In [101]:
import os
print(os.environ.get("HOSTNAME"))

import time

gpu38-008


In [102]:
import sys
# sys.path.append("./NetworkStructures/") # /!\ Comment out if "." is not home directory in goethe's cluster.

import torch
from transformers import logging
logging.set_verbosity_error()
from tqdm import tqdm

DEVICE = torch.device("cuda" if torch.cuda.is_available() else "cpu")

In [103]:
from connectivity.effective import get_circuit_feature

from evaluation.faithfulness import faithfulness as faithfulness_fn

from data.buffer import unpack_batch

from utils.ablation_fns import zero_ablation, mean_ablation, id_ablation
from utils.savior import save_circuit
from utils.plotting import plot_faithfulness
from utils.metric_fns import metric_fn_logit, metric_fn_KL, metric_fn_statistical_distance, metric_fn_acc, metric_fn_MRR
from utils.experiments_setup import load_model_and_modules, load_saes, get_architectural_graph

import math

In [104]:
class single_input_buffer:
    def __init__(self, model, batch_size, device, ctx_len=None, perm=None):
        self.model = model
        self.batch_size = batch_size
        self.device = device
        self.ctx_len = ctx_len
        self.data = {
            "clean": ["When Mary and John went to the store, John gave a glass to"],
            "good": [[" Mary"]],
            "corr": ["When Mary and John went to the store, Paul gave a glass to"],
            "bad": [[" John"]],
        }
        self.done = False

    def __iter__(self):
        return self

    def __next__(self):
        if self.done:
            raise StopIteration
        self.done = True
        tk = self.model.tokenizer
        clean_tokens = tk(self.data["clean"], return_tensors='pt', padding=True, return_attention_mask=False, return_token_type_ids=False)['input_ids'].to(self.device)
        trg_idx = torch.zeros(clean_tokens.size(0), device=clean_tokens.device).long() - 1
        trg = []
        for i, good in enumerate(self.data["good"]):
            trg.append(tk(good, return_tensors='pt', return_attention_mask=False, return_token_type_ids=False)['input_ids'].to(self.device)[:, -1])
        corr_tokens = tk(self.data["corr"], return_tensors='pt', padding=True, return_attention_mask=False, return_token_type_ids=False)['input_ids'].to(self.device)
        corr_trg = []
        for i, bad in enumerate(self.data["bad"]):
            corr_trg.append(tk(bad, return_tensors='pt', return_attention_mask=False, return_token_type_ids=False)['input_ids'].to(self.device)[:, -1])

        return {
            "clean": clean_tokens,
            "trg_idx": trg_idx,
            "trg": trg,
            "corr": corr_tokens,
            "corr_trg": corr_trg,
        }


In [105]:
use_attn_mlp = True
use_resid = False
start_at_layer = 2
model, name2mod = load_model_and_modules(device=DEVICE, resid=use_resid, attn=use_attn_mlp, mlp=use_attn_mlp, start_at_layer=start_at_layer)
architectural_graph = get_architectural_graph(model, name2mod)

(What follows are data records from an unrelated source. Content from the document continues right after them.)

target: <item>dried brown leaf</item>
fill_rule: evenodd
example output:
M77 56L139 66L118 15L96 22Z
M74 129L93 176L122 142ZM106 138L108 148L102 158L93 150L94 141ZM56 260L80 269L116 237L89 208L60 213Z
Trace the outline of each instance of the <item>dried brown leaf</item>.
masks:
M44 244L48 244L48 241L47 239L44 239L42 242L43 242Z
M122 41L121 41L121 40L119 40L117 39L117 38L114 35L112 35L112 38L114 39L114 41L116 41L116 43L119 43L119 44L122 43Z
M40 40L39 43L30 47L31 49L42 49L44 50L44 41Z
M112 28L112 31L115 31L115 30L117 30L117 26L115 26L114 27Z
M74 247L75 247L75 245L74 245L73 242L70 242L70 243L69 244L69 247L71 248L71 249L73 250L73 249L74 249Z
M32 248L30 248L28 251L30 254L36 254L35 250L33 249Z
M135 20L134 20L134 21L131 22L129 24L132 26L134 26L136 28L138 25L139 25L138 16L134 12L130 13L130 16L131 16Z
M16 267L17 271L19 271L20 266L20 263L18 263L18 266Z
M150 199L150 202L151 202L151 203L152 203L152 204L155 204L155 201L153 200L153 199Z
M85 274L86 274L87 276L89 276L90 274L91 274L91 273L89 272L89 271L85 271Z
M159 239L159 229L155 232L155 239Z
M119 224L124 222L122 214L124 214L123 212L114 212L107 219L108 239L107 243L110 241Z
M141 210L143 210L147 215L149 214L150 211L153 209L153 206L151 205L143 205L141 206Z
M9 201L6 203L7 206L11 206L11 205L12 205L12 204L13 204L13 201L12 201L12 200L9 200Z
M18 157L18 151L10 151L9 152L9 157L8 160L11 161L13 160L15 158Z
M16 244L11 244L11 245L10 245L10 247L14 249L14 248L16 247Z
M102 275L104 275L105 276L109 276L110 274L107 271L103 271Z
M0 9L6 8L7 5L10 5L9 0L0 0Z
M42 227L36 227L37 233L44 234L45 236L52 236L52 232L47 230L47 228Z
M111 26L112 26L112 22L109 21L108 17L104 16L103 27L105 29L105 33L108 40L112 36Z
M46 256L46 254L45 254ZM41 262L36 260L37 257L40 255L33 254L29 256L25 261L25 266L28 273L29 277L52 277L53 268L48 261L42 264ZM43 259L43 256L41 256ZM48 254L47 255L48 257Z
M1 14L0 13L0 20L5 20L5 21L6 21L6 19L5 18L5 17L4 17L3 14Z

dictionaries = load_saes(model, name2mod, device=DEVICE)
print(architectural_graph)

Loaded pretrained model EleutherAI/pythia-70m-deduped into HookedTransformer
{'y': ['mlp_5', 'attn_3', 'resid_2', 'attn_4', 'mlp_3', 'attn_5', 'mlp_4'], 'resid_2': [], 'attn_3': ['resid_2'], 'mlp_3': ['resid_2'], 'attn_4': ['mlp_3', 'resid_2', 'attn_3'], 'mlp_4': ['mlp_3', 'resid_2', 'attn_3'], 'attn_5': ['attn_3', 'resid_2', 'attn_4', 'mlp_3', 'mlp_4'], 'mlp_5': ['attn_3', 'resid_2', 'attn_4', 'mlp_3', 'mlp_4']}


In [106]:
edge_threshold = 1e-4
buffer = single_input_buffer(model, 1, DEVICE, ctx_len=None, perm=None)
steps = 10

edge_circuit = False

batch = next(buffer)
tokens, trg_idx, trg, corr, corr_trg = unpack_batch(batch)

clean = tokens
patch = corr

metric_fn = metric_fn_logit
metric_fn_dict = {
    'logit': metric_fn_logit,
    'KL': metric_fn_KL,
    'Statistical Distance': metric_fn_statistical_distance,
    # 'acc': metric_fn_acc,
    # 'MRR': metric_fn_MRR,
}

metric_kwargs = {"trg_idx": trg_idx, "trg_pos": trg, "trg_neg": corr_trg}

default_ablation = 'id'

if patch is not None:
    ablation_fn = id_ablation
if patch is None and ablation_fn is None:
    if default_ablation == 'mean':
        ablation_fn = mean_ablation
    elif default_ablation == 'zero':
        ablation_fn = zero_ablation
    elif default_ablation == 'id':
        ablation_fn = id_ablation
    else:
        raise ValueError(f"Unknown default ablation function : {default_ablation}")
    

In [107]:
edges = get_circuit_feature(
    clean=clean,
    patch=patch,
    model=model,
    architectural_graph=architectural_graph,
    name2mod=name2mod,
    dictionaries=dictionaries,
    metric_fn=metric_fn,
    metric_kwargs=metric_kwargs,
    ablation_fn=ablation_fn,
    threshold=edge_threshold,
    steps=steps,
    edge_circuit=edge_circuit,
)

In [108]:
nb_eval_thresholds = 20

thresholds = torch.logspace(math.log10(edge_threshold), 0.1, nb_eval_thresholds, 10).tolist() + [999.] # the higher the threshold, the more edges are removed. -1 is to enforce full ablation.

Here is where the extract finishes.